Lyon v. Smith

Mr. Justice Morris

delivered the opinion of the Court:

We have no doubt whatever that a most unconscionable advantage has been taken of the ignorance and the necessities of the complainant. The defendant Lyon himself admits that he made a hard bargain with him. It is a bargain which no court of equity will permit to stand, if it can find the means of avoiding it. The jealous scrutiny with which a court of equity will regard transactions between a mortgagor and a mortgagee could not have better opportunity for application than this case.

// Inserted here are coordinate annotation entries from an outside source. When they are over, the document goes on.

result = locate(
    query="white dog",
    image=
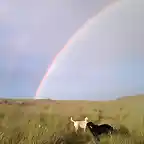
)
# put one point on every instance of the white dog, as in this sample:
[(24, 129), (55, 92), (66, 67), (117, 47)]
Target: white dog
[(81, 124)]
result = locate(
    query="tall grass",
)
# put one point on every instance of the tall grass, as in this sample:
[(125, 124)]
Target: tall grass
[(41, 124)]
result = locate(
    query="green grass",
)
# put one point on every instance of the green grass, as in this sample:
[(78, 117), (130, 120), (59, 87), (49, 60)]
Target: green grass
[(48, 122)]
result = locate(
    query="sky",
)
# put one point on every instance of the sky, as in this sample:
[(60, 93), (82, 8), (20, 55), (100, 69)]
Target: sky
[(32, 32), (103, 60)]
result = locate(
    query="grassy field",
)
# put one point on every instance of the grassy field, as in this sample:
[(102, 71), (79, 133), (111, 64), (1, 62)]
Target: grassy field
[(48, 121)]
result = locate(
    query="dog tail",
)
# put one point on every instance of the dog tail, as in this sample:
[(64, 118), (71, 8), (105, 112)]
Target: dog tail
[(72, 120)]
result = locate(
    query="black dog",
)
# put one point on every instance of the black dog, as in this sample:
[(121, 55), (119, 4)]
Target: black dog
[(98, 130)]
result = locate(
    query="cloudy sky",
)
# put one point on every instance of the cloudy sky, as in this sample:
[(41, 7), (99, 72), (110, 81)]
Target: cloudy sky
[(31, 33), (104, 59)]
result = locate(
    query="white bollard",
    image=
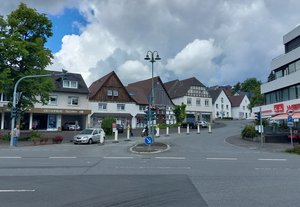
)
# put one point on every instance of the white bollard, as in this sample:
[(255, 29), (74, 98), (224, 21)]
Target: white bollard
[(116, 137), (187, 129), (167, 131), (101, 139)]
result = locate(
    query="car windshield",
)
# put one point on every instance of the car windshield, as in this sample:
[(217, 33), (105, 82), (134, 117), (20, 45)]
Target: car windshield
[(86, 131)]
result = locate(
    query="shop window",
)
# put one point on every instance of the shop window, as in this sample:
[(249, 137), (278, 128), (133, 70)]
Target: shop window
[(73, 100)]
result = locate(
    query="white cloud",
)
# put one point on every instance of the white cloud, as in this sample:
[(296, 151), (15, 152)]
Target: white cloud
[(218, 42), (195, 59), (132, 71)]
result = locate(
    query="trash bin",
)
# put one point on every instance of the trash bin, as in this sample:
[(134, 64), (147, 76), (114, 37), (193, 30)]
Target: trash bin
[(15, 140)]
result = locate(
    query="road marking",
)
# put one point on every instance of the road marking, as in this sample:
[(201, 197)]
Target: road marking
[(164, 167), (171, 158), (5, 157), (118, 157), (13, 191), (271, 159), (220, 158)]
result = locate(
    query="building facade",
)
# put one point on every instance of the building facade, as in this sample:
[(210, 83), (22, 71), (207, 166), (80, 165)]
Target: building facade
[(282, 91)]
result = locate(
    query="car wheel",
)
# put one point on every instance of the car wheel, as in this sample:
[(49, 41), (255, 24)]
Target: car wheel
[(90, 141)]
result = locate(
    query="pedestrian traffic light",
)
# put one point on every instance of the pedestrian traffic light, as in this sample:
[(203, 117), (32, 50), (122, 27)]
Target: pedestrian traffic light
[(257, 116), (14, 112)]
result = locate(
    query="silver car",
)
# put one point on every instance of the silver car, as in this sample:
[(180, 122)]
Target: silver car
[(89, 136)]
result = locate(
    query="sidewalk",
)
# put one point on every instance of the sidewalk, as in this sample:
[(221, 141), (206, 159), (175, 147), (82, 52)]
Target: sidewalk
[(268, 147)]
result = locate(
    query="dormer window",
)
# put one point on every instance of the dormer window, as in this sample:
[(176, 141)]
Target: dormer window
[(70, 84)]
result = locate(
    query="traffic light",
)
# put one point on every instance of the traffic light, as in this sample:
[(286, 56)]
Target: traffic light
[(153, 114), (64, 74), (257, 116), (14, 112)]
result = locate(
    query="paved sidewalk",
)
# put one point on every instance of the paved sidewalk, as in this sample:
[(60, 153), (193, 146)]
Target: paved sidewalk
[(269, 147)]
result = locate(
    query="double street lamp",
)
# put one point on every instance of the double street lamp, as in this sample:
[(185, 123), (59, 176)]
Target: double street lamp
[(14, 104), (152, 57)]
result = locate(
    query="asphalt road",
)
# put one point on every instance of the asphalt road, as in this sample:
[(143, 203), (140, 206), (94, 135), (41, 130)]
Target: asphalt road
[(198, 170)]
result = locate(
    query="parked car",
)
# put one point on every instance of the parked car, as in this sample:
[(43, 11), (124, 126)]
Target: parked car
[(120, 128), (71, 125), (89, 136), (203, 124)]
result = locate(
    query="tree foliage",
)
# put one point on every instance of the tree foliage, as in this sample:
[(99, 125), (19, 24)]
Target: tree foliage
[(23, 35), (179, 111), (252, 86)]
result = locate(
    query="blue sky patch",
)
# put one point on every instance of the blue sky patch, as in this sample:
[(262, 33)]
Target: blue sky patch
[(65, 24)]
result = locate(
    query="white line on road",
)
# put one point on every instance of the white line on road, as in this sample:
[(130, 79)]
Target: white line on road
[(271, 159), (5, 157), (145, 167), (171, 158), (15, 191), (118, 157), (220, 158)]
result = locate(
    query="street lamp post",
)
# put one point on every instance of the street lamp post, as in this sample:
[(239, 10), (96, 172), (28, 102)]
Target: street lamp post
[(152, 57), (13, 119)]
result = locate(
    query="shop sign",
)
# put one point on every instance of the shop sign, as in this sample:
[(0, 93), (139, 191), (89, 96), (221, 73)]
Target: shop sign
[(278, 108)]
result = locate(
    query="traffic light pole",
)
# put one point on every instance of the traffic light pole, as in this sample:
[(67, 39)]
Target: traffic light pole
[(261, 128), (13, 119)]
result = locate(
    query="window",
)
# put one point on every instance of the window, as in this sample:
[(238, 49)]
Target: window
[(120, 107), (189, 101), (198, 102), (109, 92), (73, 100), (142, 108), (102, 106), (206, 102), (52, 100), (116, 93), (70, 84)]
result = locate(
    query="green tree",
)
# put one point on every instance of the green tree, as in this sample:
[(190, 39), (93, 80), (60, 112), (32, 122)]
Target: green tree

It is clear to us that the minds of the parties did not meet at all in the transaction which was consummated on November 13, 1890, and that, therefore, there was no valid contract between them. The testimony shows that the parties themselves never came together; that the transaction was managed by Adriaans; that Adriaans had been, and even for some time afterwards continued to be, the general agent of the defendant Lyon; and -that, while it does appear that Lyon’s proposition as communicated to Adriaans was such as he (Lyon) claims it to have been, it was never communicated to the complainant in that way, or at all events was not so understood by the complainant. And there is reason to believe that the complainant was wilfully misled in the matter by Adriaans. There being, therefore, no actual contract, the parties are entitled to have the apparent contract rescinded and declared void.

The decree of the court below seems to be based on the theory that there was an actual contract between the parties *40to the effect as claimed by the complainant, and is in effect a reformation of the apparent contract to that extent. We do not find that the testimony supports this theory, but rather tends to show, as we have stated, that there was no mutual agreement between the parties to the transaction. It is true that, if we assume the sum of $750 to be the real as well as the nominal value of lot 71, the practical result of the decree of the court below would be the same as that to be deduced from our conclusion. But inasmuch as in the light of the testimony as it stands, we are not fully justified in assuming that value to be as stated, and as there are probably other matters to be taken .into consideration, it seems most desirable and proper that the cause should proceed on the line which we have indicated.

Wé will, therefore, reverse the decree of the court below, and remand the cause to that court, with directions to decree a rescission of the contract of November 13, 1890, and to refer the cause to the auditor of the court for the statement of an account between the parties, upon the basis of such rescission.

We are not informed by the record before us whether the complainant’s bill contains a prayer for general relief. If it does not, it should be amended so as to include such a prayer. Reversed.